When I first heard about it, some time before the Cybils, I was excited to get it, thinking my girls would go for this tale. I had, out of curiosity picked up my oldest girl’s copy of Princess Academy, by Shannon Hale, and was very surprised that it was intelligent and well written, instead of some sort of boy-hungry clone. Now I’m a dad who doesn’t want his girls growing up to be vapid boy-hungry clones, so this left me predisposed to hunting out Rapunzel’s Revenge. Then, like a busy dad, I forgot about it.

I came across it a few weeks ago and finally picked it up. Oldest daughter couldn’t put it down, and ended up finishing it that day before she went to bed. She still lights up when I ask her about it. So I read it. It was great. Jammed with action and adventure on every page, it was a truly exciting revision of the well known fairly tale, and far more fun to read. The illustrations were an easy match for the well told tale.
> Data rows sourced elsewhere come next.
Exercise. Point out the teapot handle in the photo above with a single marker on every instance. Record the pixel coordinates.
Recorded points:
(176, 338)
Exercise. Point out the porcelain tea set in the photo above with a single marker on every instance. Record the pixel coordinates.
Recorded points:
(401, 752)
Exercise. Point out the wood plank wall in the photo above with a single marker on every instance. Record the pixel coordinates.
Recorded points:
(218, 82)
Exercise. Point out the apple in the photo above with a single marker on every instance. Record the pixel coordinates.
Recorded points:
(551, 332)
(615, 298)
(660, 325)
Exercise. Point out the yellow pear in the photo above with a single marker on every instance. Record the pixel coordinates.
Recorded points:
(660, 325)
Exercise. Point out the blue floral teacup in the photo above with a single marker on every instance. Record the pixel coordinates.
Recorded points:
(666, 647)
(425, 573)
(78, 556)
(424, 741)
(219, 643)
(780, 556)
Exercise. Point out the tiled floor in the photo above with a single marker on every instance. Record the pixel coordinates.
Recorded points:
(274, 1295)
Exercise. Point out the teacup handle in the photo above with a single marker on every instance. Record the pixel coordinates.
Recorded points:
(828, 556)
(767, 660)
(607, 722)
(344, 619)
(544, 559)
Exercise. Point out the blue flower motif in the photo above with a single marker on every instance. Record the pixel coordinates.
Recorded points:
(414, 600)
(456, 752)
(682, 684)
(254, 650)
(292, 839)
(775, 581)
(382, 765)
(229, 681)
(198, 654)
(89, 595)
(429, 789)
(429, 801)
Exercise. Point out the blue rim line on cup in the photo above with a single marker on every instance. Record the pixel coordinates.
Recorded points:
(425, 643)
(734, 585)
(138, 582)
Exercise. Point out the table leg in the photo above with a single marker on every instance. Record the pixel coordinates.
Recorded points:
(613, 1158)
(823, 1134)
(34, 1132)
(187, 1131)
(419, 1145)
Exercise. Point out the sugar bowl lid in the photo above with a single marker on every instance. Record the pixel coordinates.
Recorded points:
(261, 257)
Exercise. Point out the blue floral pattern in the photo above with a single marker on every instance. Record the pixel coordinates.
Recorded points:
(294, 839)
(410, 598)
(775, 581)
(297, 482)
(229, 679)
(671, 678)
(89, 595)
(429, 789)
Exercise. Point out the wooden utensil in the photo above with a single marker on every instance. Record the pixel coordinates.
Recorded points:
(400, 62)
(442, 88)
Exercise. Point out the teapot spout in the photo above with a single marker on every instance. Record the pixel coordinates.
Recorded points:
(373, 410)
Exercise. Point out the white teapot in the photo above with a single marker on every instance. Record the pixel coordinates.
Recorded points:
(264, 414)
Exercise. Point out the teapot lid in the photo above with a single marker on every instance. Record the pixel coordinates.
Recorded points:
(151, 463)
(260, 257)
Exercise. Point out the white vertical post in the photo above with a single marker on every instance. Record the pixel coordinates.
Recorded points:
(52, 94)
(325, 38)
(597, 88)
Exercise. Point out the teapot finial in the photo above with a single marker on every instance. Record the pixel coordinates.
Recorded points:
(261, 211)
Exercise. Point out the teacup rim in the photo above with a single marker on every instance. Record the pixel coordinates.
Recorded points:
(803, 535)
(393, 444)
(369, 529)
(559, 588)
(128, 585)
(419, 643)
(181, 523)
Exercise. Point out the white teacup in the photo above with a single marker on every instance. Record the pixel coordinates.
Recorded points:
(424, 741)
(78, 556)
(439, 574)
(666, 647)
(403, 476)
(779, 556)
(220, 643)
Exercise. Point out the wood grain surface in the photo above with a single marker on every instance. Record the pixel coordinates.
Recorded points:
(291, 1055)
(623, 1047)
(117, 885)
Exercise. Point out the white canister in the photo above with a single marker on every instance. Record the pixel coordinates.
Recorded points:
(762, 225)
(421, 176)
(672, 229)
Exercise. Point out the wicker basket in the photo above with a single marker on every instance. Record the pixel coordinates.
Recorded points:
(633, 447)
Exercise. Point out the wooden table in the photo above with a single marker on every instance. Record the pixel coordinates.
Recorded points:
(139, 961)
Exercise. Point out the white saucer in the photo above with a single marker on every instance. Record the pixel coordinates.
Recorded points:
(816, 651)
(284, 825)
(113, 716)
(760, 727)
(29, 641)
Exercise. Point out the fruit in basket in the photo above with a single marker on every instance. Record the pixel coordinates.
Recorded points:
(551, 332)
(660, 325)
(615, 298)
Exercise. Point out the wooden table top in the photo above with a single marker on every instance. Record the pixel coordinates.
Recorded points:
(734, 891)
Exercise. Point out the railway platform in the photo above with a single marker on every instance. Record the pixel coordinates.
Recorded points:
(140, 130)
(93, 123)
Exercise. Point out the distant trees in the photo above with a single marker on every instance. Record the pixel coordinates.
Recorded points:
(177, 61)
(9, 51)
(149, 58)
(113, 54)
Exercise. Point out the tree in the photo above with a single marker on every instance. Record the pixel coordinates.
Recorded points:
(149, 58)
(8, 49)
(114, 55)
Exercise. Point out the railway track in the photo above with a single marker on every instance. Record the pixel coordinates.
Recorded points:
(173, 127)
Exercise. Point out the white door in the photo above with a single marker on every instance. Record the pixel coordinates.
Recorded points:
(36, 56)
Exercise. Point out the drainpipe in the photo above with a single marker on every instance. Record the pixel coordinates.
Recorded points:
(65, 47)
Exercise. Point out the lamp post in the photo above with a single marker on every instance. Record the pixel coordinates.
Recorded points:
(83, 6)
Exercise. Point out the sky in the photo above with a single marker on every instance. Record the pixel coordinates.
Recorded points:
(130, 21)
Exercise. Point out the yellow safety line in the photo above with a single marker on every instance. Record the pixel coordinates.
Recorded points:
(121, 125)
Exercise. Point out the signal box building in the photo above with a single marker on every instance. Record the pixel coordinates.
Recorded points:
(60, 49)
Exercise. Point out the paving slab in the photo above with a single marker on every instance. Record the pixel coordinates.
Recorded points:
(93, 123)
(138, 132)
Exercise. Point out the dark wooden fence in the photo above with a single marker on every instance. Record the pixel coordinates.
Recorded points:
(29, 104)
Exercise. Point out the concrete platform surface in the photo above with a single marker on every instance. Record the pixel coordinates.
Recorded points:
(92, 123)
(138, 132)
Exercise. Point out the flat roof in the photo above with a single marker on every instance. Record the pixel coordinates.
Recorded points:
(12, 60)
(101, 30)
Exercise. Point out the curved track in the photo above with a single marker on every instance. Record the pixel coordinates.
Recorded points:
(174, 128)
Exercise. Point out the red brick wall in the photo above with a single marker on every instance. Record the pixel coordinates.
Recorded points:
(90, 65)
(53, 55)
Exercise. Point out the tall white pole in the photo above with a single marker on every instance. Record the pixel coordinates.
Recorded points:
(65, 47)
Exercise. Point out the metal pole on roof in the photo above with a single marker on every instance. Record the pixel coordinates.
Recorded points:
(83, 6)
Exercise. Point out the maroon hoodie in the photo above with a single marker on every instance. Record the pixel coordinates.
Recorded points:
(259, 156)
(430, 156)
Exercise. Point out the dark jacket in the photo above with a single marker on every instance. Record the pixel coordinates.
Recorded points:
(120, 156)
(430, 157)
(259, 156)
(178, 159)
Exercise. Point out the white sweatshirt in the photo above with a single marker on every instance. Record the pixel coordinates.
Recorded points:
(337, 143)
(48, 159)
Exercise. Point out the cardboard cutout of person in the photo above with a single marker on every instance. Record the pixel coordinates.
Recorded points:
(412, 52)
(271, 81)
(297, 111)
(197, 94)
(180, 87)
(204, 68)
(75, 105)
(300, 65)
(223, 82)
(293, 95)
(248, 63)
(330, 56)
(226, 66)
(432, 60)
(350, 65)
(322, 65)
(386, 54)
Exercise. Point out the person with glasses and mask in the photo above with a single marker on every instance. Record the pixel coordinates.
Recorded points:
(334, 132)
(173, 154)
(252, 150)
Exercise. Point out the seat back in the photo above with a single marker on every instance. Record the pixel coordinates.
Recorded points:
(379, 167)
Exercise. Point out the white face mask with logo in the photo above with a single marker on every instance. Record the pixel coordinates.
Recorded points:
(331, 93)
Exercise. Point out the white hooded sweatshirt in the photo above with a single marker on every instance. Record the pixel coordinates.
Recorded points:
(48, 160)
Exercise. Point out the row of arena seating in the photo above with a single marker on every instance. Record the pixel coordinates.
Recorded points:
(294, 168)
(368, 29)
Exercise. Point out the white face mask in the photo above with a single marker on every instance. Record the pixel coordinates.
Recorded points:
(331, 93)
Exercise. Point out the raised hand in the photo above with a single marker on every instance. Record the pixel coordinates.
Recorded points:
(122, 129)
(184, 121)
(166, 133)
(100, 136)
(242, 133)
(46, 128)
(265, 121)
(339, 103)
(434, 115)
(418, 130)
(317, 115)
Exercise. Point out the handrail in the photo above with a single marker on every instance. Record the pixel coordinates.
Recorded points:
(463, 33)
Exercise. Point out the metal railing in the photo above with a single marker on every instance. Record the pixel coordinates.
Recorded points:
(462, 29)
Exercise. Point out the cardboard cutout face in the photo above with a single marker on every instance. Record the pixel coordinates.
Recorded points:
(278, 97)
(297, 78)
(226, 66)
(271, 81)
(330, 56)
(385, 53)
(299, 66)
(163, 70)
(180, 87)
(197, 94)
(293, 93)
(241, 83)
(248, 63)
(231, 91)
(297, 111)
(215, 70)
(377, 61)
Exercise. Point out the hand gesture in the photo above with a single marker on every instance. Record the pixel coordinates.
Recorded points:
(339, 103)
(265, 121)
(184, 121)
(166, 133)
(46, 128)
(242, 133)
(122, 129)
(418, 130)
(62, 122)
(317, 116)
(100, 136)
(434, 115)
And it is a revision. Somehow, Jack, of Jack and the Beanstalk fame – an occasionally cross-dressing Jack! – even gets messed up in the whole affair, too.

I generally dislike graphic novels/comic books. Usually they have a story not worth bothering to tell. If they have any value, its usually because of the illustrations, but even then, that’s not always the case. I love opera, and in many ways comic books are like opera. The music of opera is unparalleled in western civilization, but if you take the time to learn the story, that can wreck the whole experience because it can be so stupid. Take Mozart’s “The Magic Flute”, for example. The story is beyond stupid and confusing, but the music is so transcendent you can’t pry it out of your head with a two-by-four! Comic books are like that. The story is too often beyond stupid, but the drawing can somehow redeem the work.

However, Rapunzel’s Revenge is a great exception to the rule. It’s story is very well told. The characters are engaging and funny. The drawing is fantastic and imaginative. I have no qualms recommending this to anyone.

So, is someone’s birthday coming up? Find out if she’s read it, and if not, go buy this book and give it to her. (That’s right, “she”. I really don’t think many “he’s” are going to really be thankful, deep down in their hearts, if they were to receive this book. Buy him Artemis Fowl instead!)